Maeda posted a 4.04 ERA in 26 starts (37 appearances) in 2019. While he struck out 169 opposing hitters in 153.2 innings of work, he posted a career-worst 51 walks and saw a full point reduction in his K/9 total from 2018 (11.0) to 2019 (9.9).
In 2019, Maeda made four starts against A.L. clubs in interleague play and saw a pair of relief appearances, getting beat up to the tune of a 6.45 ERA (16 ER in 22.1 IP). Against A.L. clubs, Maeda surrendered 18 hits in his 22.1 innings of work, with seven of those hits leaving the ballpark.
Career-wise, Maeda has made 15 starts (19 appearances against A.L. opponents), and has allowed 71 hits (12 home runs, 19 doubles) and surrendered 31 walks. He has a career 4.63 ERA in interleague play, and he'll now switch sides to the American League, where his numbers against have been much less flattering than his numbers against in the National League.
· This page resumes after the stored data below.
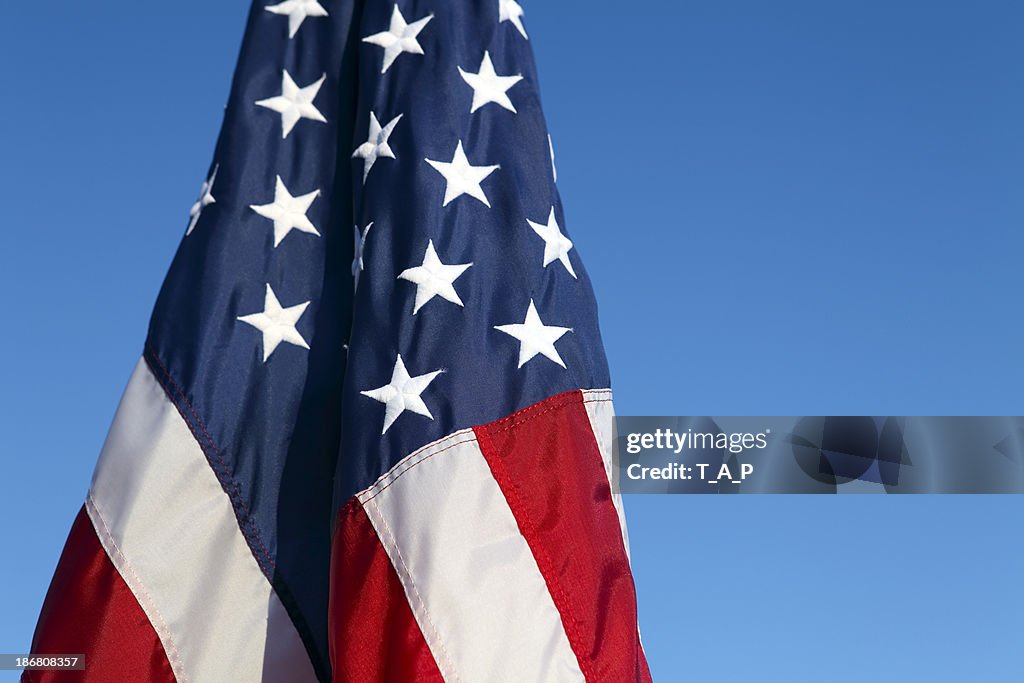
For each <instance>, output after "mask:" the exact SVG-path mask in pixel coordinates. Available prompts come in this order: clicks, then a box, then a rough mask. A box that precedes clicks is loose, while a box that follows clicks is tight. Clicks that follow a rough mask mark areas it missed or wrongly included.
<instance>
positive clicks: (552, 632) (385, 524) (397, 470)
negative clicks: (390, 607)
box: [358, 430, 584, 683]
mask: <svg viewBox="0 0 1024 683" xmlns="http://www.w3.org/2000/svg"><path fill="white" fill-rule="evenodd" d="M358 499H359V502H360V503H362V507H364V509H365V510H366V511H367V515H368V516H369V517H370V521H371V522H372V523H373V525H374V528H375V529H376V531H377V536H378V538H380V540H381V543H382V545H383V546H384V549H385V550H386V551H387V553H388V556H389V557H390V559H391V564H392V565H393V566H394V568H395V571H396V572H397V574H398V578H399V579H400V580H401V584H402V586H403V587H404V589H406V596H407V598H408V599H409V603H410V606H411V607H412V609H413V614H414V615H415V616H416V621H417V623H418V624H419V626H420V631H421V632H422V633H423V638H424V640H425V641H426V642H427V645H428V646H429V647H430V651H431V653H432V654H433V656H434V660H435V661H436V663H437V668H438V669H439V670H440V673H441V675H442V676H443V677H444V680H445V681H449V682H450V683H451V682H453V681H467V682H470V683H475V682H476V681H583V680H584V679H583V673H582V672H581V671H580V665H579V663H578V660H577V657H575V654H574V653H573V652H572V649H571V647H570V646H569V642H568V638H567V637H566V636H565V630H564V628H563V627H562V623H561V617H560V616H559V613H558V609H557V608H556V607H555V604H554V602H553V601H552V599H551V595H550V593H548V587H547V585H546V584H545V581H544V577H542V575H541V570H540V569H539V568H538V566H537V560H535V558H534V555H532V553H531V552H530V550H529V546H527V545H526V540H525V539H524V538H523V537H522V533H520V531H519V527H518V525H517V524H516V520H515V517H514V516H513V515H512V510H511V509H509V506H508V503H507V502H506V501H505V496H504V495H503V494H502V490H501V488H500V487H499V486H498V482H497V481H495V478H494V476H493V475H492V474H490V468H489V467H488V466H487V463H486V461H485V460H484V458H483V454H482V453H480V447H479V444H478V443H477V442H476V438H475V437H474V435H473V432H472V431H469V430H464V431H461V432H456V433H455V434H452V435H450V436H447V437H445V438H443V439H441V440H440V441H436V442H434V443H433V444H431V445H429V446H427V447H426V449H421V450H420V451H418V452H417V453H415V454H414V455H413V456H410V457H409V458H406V459H404V460H403V461H402V462H401V463H399V464H398V465H397V466H395V468H393V469H392V471H391V472H389V473H388V474H387V475H385V476H384V477H381V479H380V480H378V481H377V483H375V484H374V485H373V486H371V487H370V488H368V489H367V490H365V492H362V493H360V494H359V495H358Z"/></svg>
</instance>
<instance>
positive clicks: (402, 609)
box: [329, 499, 444, 683]
mask: <svg viewBox="0 0 1024 683" xmlns="http://www.w3.org/2000/svg"><path fill="white" fill-rule="evenodd" d="M329 614H330V620H329V624H330V626H329V640H330V645H331V666H332V667H333V669H334V680H335V681H359V682H360V683H361V682H362V681H367V682H368V683H370V682H373V681H380V682H382V683H384V682H391V681H393V682H395V683H399V682H404V681H424V682H427V683H430V682H432V681H436V682H438V683H442V682H443V680H444V679H443V678H442V677H441V674H440V672H439V671H438V670H437V665H436V664H435V663H434V657H433V655H432V654H431V653H430V648H429V647H427V643H426V641H425V640H423V634H422V633H421V632H420V627H419V625H418V624H417V623H416V617H414V616H413V611H412V609H410V607H409V601H408V599H407V598H406V592H404V590H402V587H401V582H400V581H399V580H398V574H397V573H395V571H394V568H393V567H392V566H391V560H390V559H389V558H388V556H387V552H386V551H385V550H384V547H383V546H382V545H381V543H380V540H379V539H378V538H377V533H376V531H374V527H373V525H372V524H371V523H370V518H369V517H367V513H366V512H365V511H364V509H362V506H361V505H359V503H358V502H357V501H356V500H355V499H352V500H350V501H349V502H348V504H347V505H345V507H343V508H342V509H341V511H340V512H339V513H338V526H337V528H336V530H335V536H334V547H333V549H332V557H331V606H330V611H329Z"/></svg>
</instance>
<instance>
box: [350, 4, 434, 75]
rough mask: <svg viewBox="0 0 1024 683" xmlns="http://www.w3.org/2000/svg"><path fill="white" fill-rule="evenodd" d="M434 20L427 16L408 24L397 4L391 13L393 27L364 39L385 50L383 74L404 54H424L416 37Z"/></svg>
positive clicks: (426, 15)
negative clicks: (404, 53)
mask: <svg viewBox="0 0 1024 683" xmlns="http://www.w3.org/2000/svg"><path fill="white" fill-rule="evenodd" d="M432 18H434V15H433V14H427V15H426V16H424V17H423V18H421V19H417V20H415V22H413V23H412V24H407V23H406V17H404V16H402V15H401V12H400V11H399V10H398V4H397V3H395V5H394V10H393V11H392V12H391V26H390V27H389V28H388V30H387V31H382V32H381V33H375V34H374V35H372V36H367V37H366V38H364V39H362V42H364V43H373V44H374V45H380V46H381V47H383V48H384V66H383V67H381V73H382V74H383V73H385V72H386V71H387V70H388V68H389V67H390V66H391V65H392V63H394V60H395V59H396V58H397V56H398V55H399V54H401V53H402V52H412V53H413V54H423V47H422V46H421V45H420V41H418V40H416V37H417V36H419V35H420V32H421V31H423V27H425V26H427V23H428V22H430V19H432Z"/></svg>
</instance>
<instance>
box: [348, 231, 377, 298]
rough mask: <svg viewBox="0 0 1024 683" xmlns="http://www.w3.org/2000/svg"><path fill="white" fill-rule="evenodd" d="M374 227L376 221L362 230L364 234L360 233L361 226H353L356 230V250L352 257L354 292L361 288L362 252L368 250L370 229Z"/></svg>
mask: <svg viewBox="0 0 1024 683" xmlns="http://www.w3.org/2000/svg"><path fill="white" fill-rule="evenodd" d="M373 226H374V221H370V222H369V223H367V226H366V227H365V228H364V229H362V233H361V234H360V233H359V226H358V225H353V226H352V228H353V229H354V230H355V248H354V249H353V253H354V254H355V255H354V256H353V257H352V279H353V283H352V289H353V290H354V289H355V288H356V287H358V286H359V273H360V272H362V252H364V251H365V250H366V248H367V236H368V234H370V228H371V227H373Z"/></svg>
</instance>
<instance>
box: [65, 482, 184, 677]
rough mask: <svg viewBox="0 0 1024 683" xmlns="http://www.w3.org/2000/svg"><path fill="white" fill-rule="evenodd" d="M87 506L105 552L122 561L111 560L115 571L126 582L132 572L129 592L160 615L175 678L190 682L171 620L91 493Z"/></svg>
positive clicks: (88, 499)
mask: <svg viewBox="0 0 1024 683" xmlns="http://www.w3.org/2000/svg"><path fill="white" fill-rule="evenodd" d="M85 505H86V509H87V511H88V509H89V508H91V509H92V510H93V511H94V512H95V515H92V514H90V515H88V517H89V520H90V521H91V522H92V527H93V529H94V530H95V531H96V537H97V538H98V539H99V542H100V545H101V546H102V547H103V550H104V551H105V552H106V553H108V556H110V554H111V552H110V551H111V549H113V551H114V554H115V555H117V557H119V558H120V561H119V562H117V563H114V558H113V557H112V558H111V563H112V564H114V569H115V570H116V571H117V572H118V573H120V574H121V575H122V579H123V580H124V579H125V577H124V574H125V573H128V574H129V575H130V577H131V580H132V583H131V584H129V583H128V582H127V581H125V584H126V585H127V586H128V590H130V591H131V592H132V594H133V595H135V599H136V600H138V603H139V606H140V607H142V610H143V611H144V612H145V613H146V615H147V616H150V612H151V611H152V612H153V616H156V622H157V623H156V624H153V628H154V631H156V632H157V637H158V638H160V643H161V645H163V646H164V652H166V653H167V659H168V664H170V666H171V671H172V672H173V673H174V678H175V679H176V680H177V681H178V682H179V683H185V682H186V681H187V677H186V676H185V675H184V671H185V668H184V661H183V660H182V659H181V654H180V653H179V652H178V649H177V647H176V646H175V645H174V642H173V640H172V639H171V636H170V634H171V631H170V629H169V628H168V627H167V620H165V618H164V615H163V613H161V611H160V608H159V607H158V606H157V602H156V600H154V598H153V595H151V594H150V592H148V591H147V590H146V589H145V584H144V583H143V582H142V579H141V578H140V577H139V575H138V573H136V571H135V569H134V568H133V567H132V565H131V562H130V561H129V560H128V557H127V556H126V555H125V554H124V552H122V551H121V548H120V546H118V542H117V541H116V540H115V539H114V535H113V533H112V532H111V530H110V528H109V527H108V525H106V521H105V519H104V518H103V513H102V511H101V510H100V509H99V504H98V503H97V502H96V499H95V497H94V496H93V495H92V492H91V490H90V492H89V493H88V494H87V495H86V497H85ZM108 544H110V547H108ZM139 593H141V595H138V594H139ZM151 620H152V616H151ZM151 623H152V621H151Z"/></svg>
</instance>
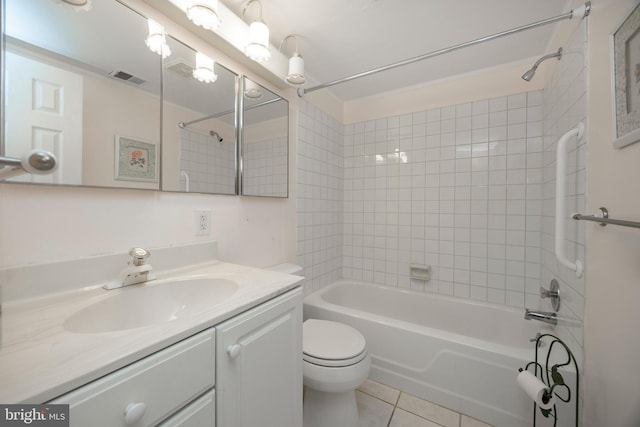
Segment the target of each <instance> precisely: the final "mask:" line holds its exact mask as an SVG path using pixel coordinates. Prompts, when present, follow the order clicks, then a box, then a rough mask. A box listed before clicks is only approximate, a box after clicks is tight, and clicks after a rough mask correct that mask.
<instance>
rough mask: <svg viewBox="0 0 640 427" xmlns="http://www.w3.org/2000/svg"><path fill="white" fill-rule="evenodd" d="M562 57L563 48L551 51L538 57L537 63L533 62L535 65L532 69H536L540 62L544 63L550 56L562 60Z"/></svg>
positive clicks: (548, 58) (541, 63)
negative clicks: (538, 58) (539, 58)
mask: <svg viewBox="0 0 640 427" xmlns="http://www.w3.org/2000/svg"><path fill="white" fill-rule="evenodd" d="M561 57H562V48H560V49H558V51H557V52H555V53H550V54H549V55H545V56H543V57H542V58H540V59H538V60H537V61H536V63H535V64H533V67H531V69H532V70H536V69H537V68H538V66H539V65H540V64H542V63H543V62H544V61H546V60H547V59H549V58H558V60H560V58H561Z"/></svg>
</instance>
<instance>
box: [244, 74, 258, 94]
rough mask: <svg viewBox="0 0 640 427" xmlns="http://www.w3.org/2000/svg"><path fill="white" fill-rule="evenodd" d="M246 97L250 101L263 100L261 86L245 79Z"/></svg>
mask: <svg viewBox="0 0 640 427" xmlns="http://www.w3.org/2000/svg"><path fill="white" fill-rule="evenodd" d="M244 97H245V98H249V99H260V98H262V91H261V90H260V86H258V85H257V84H256V83H255V82H252V81H251V80H249V79H247V78H245V79H244Z"/></svg>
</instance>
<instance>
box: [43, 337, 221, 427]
mask: <svg viewBox="0 0 640 427" xmlns="http://www.w3.org/2000/svg"><path fill="white" fill-rule="evenodd" d="M214 333H215V331H214V329H213V328H211V329H208V330H206V331H204V332H201V333H199V334H197V335H194V336H192V337H190V338H187V339H185V340H183V341H180V342H179V343H176V344H174V345H172V346H171V347H168V348H166V349H164V350H161V351H159V352H157V353H155V354H152V355H151V356H148V357H145V358H144V359H142V360H139V361H137V362H134V363H132V364H131V365H129V366H126V367H124V368H122V369H119V370H117V371H115V372H113V373H111V374H109V375H106V376H104V377H102V378H100V379H98V380H96V381H93V382H91V383H89V384H87V385H85V386H82V387H80V388H78V389H76V390H74V391H71V392H69V393H67V394H65V395H63V396H61V397H59V398H57V399H55V400H54V401H52V402H51V403H66V404H69V418H70V425H71V427H87V426H92V427H116V426H137V427H141V426H153V425H157V424H158V423H159V422H160V421H162V420H163V419H165V418H166V417H167V416H169V415H170V414H172V413H174V412H177V411H178V410H180V409H181V408H182V407H185V406H187V405H188V404H189V403H190V402H191V401H192V400H193V399H195V398H196V397H198V396H199V395H201V394H202V393H203V392H205V391H207V390H209V389H211V388H212V387H213V386H214V380H215V370H214V360H215V359H214V358H215V335H214ZM195 403H196V402H194V404H195ZM211 405H213V400H211ZM214 413H215V411H214V410H213V409H211V414H214ZM214 421H215V420H214V419H211V420H210V423H208V424H206V425H207V426H214V425H215V423H214ZM172 425H180V424H172ZM185 425H187V424H185ZM204 426H205V424H202V425H201V427H204Z"/></svg>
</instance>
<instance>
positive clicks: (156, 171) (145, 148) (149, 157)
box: [114, 135, 158, 182]
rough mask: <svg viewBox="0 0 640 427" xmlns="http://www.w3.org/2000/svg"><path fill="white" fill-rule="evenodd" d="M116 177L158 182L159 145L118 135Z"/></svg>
mask: <svg viewBox="0 0 640 427" xmlns="http://www.w3.org/2000/svg"><path fill="white" fill-rule="evenodd" d="M115 150H116V153H115V156H114V158H115V179H117V180H121V181H144V182H158V145H157V144H155V143H153V142H147V141H140V140H137V139H134V138H129V137H125V136H120V135H116V142H115Z"/></svg>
It's a small sample size, surely, but that's what we have to go on at this point.
As of now, Minnesota's rotation will be comprised of some combination of Jose Berrios, Jake Odorizzi, and Kenta Maeda as the shoo-in front-end with guys like Rich Hill, Homer Bailey, Randy Dobnak, Devin Smeltzer and Lewis Thorpe competing for the final two spots this spring.
I have to be quite honest... I'm really not sure that Maeda -- while certainly a stabilizing force in the middle of their rotation -- really moves the needle all that much in the Twins' direction when it comes to the conversation of the American League Central race.
The Twins are the favorites, but they were also the favorites on Tuesday morning. They got a little better on paper on Tuesday night, but I'm nowhere near hitting the panic button over Kenta Maeda.